Some 600 invited guests will witness Mr Clinton present 125 lucky students with their bursaries, worth some €6,750 a year to the students while they are in university, at the event in UL.
When Mr Clinton visited Cork earlier this year he had a small security team with him, but the Arkansas politician was approachable and seemed unhindered by the security detail, playing golf on his visit. It is not known if the campus in UL is to be closed to the public during his visit this Saturday, with the university declining to comment on security arrangements.
Superintendent Frank O’Brien of Henry Street said gardai do not discuss individual security arrangements, but said gardai have been “working to ensure Mr Clinton’s visit here goes off unhindered and that there’s no threat to his security here”.

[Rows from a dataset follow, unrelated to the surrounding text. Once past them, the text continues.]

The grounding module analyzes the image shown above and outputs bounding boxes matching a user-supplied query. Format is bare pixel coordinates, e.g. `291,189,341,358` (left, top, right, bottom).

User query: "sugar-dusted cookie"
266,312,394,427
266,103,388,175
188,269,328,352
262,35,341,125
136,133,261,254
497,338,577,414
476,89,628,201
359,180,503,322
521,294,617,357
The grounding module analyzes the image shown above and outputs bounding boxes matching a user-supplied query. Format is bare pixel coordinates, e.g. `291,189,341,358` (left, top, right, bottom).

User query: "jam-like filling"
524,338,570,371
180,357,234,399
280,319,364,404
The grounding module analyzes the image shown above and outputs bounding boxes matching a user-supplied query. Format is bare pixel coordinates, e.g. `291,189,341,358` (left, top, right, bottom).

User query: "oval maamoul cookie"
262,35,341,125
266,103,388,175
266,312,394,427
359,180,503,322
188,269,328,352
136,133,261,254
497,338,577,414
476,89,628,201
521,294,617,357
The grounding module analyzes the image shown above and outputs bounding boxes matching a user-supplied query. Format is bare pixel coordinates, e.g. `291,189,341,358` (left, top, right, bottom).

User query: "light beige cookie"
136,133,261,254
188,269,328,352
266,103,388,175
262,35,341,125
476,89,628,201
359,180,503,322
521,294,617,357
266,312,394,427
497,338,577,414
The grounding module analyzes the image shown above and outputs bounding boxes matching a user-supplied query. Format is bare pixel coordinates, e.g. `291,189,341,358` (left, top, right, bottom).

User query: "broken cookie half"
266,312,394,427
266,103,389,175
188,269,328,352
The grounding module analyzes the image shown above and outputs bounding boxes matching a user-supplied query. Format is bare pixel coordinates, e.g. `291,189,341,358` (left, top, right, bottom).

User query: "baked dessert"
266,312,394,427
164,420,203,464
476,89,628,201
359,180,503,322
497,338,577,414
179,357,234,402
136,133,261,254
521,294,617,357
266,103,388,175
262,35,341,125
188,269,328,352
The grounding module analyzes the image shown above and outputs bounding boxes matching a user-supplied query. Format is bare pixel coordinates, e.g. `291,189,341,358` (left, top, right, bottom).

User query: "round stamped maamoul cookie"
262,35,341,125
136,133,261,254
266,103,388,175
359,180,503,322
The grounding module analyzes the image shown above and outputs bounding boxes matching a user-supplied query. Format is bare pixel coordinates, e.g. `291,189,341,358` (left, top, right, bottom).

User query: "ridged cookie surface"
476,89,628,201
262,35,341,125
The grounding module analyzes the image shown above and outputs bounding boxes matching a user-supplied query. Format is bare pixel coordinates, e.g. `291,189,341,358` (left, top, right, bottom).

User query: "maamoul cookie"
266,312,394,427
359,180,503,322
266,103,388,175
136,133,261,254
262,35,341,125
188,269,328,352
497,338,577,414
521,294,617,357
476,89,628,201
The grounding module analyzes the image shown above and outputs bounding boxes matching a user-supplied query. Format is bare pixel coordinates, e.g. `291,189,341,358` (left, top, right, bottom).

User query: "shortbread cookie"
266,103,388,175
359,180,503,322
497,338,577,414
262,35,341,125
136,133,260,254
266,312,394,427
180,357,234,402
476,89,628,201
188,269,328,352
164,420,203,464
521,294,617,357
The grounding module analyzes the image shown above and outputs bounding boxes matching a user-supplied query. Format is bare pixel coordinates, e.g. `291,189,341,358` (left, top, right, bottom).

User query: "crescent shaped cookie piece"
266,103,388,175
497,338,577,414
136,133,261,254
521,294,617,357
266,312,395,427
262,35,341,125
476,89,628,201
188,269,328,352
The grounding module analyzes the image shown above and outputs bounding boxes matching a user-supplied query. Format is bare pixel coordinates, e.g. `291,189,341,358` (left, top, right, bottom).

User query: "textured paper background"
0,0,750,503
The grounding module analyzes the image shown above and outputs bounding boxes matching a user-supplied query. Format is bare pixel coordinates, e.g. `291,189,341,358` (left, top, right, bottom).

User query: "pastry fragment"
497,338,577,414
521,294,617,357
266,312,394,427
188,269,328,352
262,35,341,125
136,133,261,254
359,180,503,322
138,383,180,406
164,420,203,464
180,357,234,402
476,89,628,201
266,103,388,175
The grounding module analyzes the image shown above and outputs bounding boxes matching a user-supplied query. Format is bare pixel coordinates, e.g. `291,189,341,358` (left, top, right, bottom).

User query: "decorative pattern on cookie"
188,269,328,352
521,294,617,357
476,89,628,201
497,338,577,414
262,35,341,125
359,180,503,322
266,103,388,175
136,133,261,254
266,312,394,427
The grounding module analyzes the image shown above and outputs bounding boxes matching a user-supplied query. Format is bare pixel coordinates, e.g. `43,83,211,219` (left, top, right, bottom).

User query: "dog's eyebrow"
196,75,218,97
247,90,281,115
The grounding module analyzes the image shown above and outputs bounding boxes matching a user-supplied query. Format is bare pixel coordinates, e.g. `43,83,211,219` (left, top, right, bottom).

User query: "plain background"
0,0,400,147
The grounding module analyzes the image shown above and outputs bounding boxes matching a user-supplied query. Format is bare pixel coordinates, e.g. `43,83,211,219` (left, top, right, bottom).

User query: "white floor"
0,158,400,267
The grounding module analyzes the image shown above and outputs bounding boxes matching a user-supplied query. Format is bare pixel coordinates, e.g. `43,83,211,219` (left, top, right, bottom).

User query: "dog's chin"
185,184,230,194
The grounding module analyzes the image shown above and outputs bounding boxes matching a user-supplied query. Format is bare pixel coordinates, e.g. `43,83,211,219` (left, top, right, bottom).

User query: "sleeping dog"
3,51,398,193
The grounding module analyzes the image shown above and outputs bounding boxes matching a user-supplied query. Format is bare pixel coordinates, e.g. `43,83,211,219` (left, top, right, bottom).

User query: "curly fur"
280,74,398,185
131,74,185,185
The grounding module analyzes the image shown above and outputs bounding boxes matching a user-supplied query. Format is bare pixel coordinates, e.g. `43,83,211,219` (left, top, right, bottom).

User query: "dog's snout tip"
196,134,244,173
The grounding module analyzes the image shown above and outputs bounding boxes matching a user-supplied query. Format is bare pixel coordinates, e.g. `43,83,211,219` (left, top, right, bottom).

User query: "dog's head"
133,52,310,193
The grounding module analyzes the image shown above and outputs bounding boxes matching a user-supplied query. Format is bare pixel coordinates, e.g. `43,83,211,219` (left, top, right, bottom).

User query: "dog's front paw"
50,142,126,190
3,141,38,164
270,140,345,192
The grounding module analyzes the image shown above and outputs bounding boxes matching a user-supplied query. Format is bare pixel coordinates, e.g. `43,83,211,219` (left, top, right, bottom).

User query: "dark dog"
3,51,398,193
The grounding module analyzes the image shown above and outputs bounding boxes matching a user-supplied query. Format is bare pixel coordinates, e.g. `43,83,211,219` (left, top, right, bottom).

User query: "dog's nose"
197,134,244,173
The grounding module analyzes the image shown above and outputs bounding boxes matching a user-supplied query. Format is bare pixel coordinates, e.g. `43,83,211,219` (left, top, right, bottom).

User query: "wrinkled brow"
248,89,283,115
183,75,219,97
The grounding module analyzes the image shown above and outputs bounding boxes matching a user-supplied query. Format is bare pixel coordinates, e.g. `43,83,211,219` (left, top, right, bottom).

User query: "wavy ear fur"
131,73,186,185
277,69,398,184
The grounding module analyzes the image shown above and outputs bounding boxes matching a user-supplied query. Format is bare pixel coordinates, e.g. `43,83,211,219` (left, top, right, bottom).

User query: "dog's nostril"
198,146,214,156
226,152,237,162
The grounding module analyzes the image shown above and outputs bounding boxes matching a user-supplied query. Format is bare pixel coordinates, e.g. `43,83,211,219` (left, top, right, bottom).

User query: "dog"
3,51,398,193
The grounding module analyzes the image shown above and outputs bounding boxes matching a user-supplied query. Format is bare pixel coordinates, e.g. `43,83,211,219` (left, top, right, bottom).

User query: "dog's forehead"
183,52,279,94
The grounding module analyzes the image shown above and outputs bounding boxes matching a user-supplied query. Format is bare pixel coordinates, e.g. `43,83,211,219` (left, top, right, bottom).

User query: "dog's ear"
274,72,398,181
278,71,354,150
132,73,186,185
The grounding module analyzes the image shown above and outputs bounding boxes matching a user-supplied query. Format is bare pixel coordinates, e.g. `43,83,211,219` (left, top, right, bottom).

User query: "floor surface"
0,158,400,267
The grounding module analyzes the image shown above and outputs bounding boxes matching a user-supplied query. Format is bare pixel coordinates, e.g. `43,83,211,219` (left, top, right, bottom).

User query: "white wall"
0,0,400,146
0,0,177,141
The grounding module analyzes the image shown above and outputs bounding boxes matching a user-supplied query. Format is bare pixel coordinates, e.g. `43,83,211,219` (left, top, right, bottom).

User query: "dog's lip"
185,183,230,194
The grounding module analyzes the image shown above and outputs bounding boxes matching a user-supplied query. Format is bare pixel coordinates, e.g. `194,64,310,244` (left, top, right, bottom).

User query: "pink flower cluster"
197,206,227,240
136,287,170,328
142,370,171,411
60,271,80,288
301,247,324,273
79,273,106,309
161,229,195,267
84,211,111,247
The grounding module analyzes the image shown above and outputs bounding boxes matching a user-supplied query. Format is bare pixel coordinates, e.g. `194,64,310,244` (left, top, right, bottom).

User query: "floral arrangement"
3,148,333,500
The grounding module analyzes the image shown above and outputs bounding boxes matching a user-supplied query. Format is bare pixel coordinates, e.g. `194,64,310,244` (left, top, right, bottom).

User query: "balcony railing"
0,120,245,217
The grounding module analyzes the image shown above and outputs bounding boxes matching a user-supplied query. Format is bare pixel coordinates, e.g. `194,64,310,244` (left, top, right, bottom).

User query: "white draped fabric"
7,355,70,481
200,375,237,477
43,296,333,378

“We’re working with the people who are inviting him here, and we very much look forward to his visit here. He has visited here many times very successfully and there’s been no incident at all. We would hope on this occasion that the result would be equally as good,” added Supt O’Brien.
In the extensive interview with this newspaper running this week, Mr McManus said that Clinton would be interested in playing golf while here.
“I believe he’d like to – but it’s a challenge, because the days are short. So I’m not certain about it,” said Mr McManus.
Castletroy College student Richard Kantsevitch - now in Trinity College - and Coláiste Íde agus Iosef student Jemima McCarthy, now studying in NUI Galway, are among the recipients, as are Dylan Carroll from Gaelcholaiste Luimnigh, now studying engineering in UL, and Siobhan Condon who attended John The Baptist Community School, Hospital.